= Robert Charles Bell (engraver) =

Scottish engraver (1806–1872)

Robert Charles Bell (15 September 1806 – 5 September 1872) was a Scottish engraver.

==Life==
Bell was born at Edinburgh and at an early age he was articled to John Beugo, the friend of Robert Burns, and while in his studio he also attended the classes at the Trustees' Academy, then under the direction of Sir William Allan. After leaving Beugo he engraved a series of Scottish views and a considerable number of vignette portraits.

Bell died in Edinburgh on 5 September 1872. His son, Robert Purves Bell, A.R.S.A., was a Scottish painter of figure subjects.

==Works==
The works which brought Bell into notice were 'The Rush Plaiters,' after Sir George Harvey, and the plates which he engraved for the Royal Scottish Association, among which were 'The Widow' and 'Roger and Jenny,' after Sir William Allan; 'The Expected Penny,' after Alexander Fraser; 'The Quarrel Scene in The Dowie Dens o' Yarrow,' after Sir J. Noel Paton and 'Baillie McWhirter at Breakfast,' after J. Eckford Lauder.

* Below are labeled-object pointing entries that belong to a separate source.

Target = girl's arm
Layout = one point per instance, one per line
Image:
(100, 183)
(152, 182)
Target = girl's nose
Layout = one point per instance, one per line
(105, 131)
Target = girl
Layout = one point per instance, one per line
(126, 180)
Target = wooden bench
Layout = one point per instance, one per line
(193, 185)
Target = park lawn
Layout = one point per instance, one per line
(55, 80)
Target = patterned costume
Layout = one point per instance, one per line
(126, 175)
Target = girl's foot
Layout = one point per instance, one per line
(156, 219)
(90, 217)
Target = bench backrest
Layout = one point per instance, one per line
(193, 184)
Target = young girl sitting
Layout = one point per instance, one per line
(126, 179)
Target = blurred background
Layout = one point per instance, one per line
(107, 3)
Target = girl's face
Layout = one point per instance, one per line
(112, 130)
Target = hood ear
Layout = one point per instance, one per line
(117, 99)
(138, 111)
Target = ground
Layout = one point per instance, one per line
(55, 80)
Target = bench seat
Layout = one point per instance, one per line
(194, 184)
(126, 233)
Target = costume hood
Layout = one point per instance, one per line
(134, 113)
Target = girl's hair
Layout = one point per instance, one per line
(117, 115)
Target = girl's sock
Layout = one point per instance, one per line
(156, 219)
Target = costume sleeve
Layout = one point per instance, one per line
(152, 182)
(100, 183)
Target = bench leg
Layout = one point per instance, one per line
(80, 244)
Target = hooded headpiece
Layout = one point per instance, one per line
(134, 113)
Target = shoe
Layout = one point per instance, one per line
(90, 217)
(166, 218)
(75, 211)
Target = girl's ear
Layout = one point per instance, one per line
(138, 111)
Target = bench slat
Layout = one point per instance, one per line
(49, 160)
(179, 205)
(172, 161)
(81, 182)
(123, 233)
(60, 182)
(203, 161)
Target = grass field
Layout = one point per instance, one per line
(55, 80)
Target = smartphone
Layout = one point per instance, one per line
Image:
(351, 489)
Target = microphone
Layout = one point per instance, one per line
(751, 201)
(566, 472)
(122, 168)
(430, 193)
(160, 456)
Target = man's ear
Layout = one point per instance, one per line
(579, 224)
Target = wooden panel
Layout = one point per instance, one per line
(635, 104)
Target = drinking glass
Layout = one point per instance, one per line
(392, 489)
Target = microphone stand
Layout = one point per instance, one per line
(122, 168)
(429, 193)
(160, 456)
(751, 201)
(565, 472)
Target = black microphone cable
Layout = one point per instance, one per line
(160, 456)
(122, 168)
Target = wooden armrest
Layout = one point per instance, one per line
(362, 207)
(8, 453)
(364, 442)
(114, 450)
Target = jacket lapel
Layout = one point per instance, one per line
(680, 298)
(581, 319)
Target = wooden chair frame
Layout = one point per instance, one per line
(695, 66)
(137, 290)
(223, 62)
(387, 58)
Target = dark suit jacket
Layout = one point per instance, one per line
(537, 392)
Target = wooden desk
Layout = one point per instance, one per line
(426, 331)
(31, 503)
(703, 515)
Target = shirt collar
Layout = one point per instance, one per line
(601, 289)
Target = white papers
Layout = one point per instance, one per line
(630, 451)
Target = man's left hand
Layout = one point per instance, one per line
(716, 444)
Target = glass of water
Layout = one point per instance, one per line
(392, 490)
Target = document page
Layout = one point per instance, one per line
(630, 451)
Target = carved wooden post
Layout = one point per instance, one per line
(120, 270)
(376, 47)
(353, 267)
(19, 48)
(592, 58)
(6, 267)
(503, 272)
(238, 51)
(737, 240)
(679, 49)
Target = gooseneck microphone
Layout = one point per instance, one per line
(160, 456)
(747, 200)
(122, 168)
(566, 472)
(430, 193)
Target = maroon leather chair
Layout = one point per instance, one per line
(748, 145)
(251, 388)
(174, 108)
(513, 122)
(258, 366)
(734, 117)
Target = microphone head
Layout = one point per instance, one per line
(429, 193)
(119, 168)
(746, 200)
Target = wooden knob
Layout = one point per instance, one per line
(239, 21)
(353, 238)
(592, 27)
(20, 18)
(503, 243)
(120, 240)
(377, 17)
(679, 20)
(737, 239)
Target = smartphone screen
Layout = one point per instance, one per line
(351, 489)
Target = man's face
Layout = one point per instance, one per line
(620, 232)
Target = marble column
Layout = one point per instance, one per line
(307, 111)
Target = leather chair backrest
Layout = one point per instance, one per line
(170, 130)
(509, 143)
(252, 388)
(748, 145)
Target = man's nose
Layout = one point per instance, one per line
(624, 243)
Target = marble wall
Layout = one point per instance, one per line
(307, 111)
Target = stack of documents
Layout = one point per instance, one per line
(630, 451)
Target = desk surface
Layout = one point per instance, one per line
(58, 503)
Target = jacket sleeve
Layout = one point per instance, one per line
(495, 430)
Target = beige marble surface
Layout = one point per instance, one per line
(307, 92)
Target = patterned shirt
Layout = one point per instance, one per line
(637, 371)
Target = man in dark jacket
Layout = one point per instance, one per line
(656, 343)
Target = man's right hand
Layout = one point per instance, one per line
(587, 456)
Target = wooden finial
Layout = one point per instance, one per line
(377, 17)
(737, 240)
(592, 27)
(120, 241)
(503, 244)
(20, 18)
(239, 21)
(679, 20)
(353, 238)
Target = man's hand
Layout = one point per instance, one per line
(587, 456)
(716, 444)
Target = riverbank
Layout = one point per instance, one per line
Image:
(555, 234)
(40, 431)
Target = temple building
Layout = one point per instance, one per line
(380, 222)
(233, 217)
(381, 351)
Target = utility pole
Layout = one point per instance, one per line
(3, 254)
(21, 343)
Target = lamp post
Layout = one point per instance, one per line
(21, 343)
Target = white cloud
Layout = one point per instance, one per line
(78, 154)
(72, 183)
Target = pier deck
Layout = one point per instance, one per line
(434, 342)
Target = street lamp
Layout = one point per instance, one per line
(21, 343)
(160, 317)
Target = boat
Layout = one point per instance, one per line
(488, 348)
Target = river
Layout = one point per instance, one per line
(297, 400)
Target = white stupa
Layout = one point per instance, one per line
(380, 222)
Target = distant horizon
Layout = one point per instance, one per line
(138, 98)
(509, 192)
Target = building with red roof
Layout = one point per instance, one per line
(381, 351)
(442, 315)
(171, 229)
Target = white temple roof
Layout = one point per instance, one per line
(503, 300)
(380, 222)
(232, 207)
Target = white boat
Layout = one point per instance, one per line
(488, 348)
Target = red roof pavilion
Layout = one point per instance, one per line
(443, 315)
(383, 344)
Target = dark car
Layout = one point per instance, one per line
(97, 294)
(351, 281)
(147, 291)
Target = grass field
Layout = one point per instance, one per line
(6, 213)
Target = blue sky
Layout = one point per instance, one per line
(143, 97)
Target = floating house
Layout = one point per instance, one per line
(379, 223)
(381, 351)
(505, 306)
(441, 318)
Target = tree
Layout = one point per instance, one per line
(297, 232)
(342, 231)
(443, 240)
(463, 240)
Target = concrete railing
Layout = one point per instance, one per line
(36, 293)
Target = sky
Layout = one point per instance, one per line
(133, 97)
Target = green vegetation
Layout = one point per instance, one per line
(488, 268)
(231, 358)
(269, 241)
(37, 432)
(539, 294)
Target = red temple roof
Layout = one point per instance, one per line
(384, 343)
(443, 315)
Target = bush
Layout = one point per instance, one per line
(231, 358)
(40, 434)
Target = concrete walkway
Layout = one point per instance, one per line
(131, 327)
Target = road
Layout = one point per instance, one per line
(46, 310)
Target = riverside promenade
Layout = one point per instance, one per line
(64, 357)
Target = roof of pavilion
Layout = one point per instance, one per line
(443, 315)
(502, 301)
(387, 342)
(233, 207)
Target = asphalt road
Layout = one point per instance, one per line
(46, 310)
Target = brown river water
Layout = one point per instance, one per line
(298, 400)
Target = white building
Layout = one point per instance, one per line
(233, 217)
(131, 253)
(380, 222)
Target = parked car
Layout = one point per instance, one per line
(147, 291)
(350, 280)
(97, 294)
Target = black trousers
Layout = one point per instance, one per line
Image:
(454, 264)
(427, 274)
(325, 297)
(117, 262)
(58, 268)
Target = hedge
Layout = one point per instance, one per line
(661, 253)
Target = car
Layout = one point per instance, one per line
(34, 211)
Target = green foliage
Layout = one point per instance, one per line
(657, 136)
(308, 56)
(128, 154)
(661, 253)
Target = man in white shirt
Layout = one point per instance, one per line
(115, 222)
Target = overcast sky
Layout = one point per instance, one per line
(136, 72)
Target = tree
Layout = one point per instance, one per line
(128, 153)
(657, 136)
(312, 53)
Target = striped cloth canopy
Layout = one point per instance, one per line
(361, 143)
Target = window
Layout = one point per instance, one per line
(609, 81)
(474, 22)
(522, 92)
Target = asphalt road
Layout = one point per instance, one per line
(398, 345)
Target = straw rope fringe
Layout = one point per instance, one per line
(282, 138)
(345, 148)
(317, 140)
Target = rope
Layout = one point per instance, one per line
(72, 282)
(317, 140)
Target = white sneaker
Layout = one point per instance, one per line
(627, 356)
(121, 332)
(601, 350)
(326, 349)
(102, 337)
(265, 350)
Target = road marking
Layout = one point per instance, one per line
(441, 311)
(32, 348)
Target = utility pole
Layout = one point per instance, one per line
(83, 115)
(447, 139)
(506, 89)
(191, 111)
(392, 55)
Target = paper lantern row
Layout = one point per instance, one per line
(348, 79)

A major plate was 'The Battle of Preston Pans,' after Sir William Allan, upon which he was engaged at intervals for some years, and which he had only just completed at the time of his death. Several of his best plates appeared in The Art Journal between the years 1850 and 1872. They included 'The Duet,' after William Etty; 'The Philosopher,' after Henry Wyatt; 'The Bagpiper,' after Sir David Wilkie ; and 'The Young Brother,' after William Mulready, from the pictures formerly in the Vernon Gallery; 'Teasing the Pet,' after that by Frans van Mieris the Elder in the Royal Collection; 'Sancho Panza,' after that by C. R. Leslie in the Sheepshanks Collection; 'Words of Comfort,' after Thomas Faed ; 'Renewal of the Lease refused,' after Erskine Nicol; and 'Within a Mile of Edinbro' Town,' after John Faed.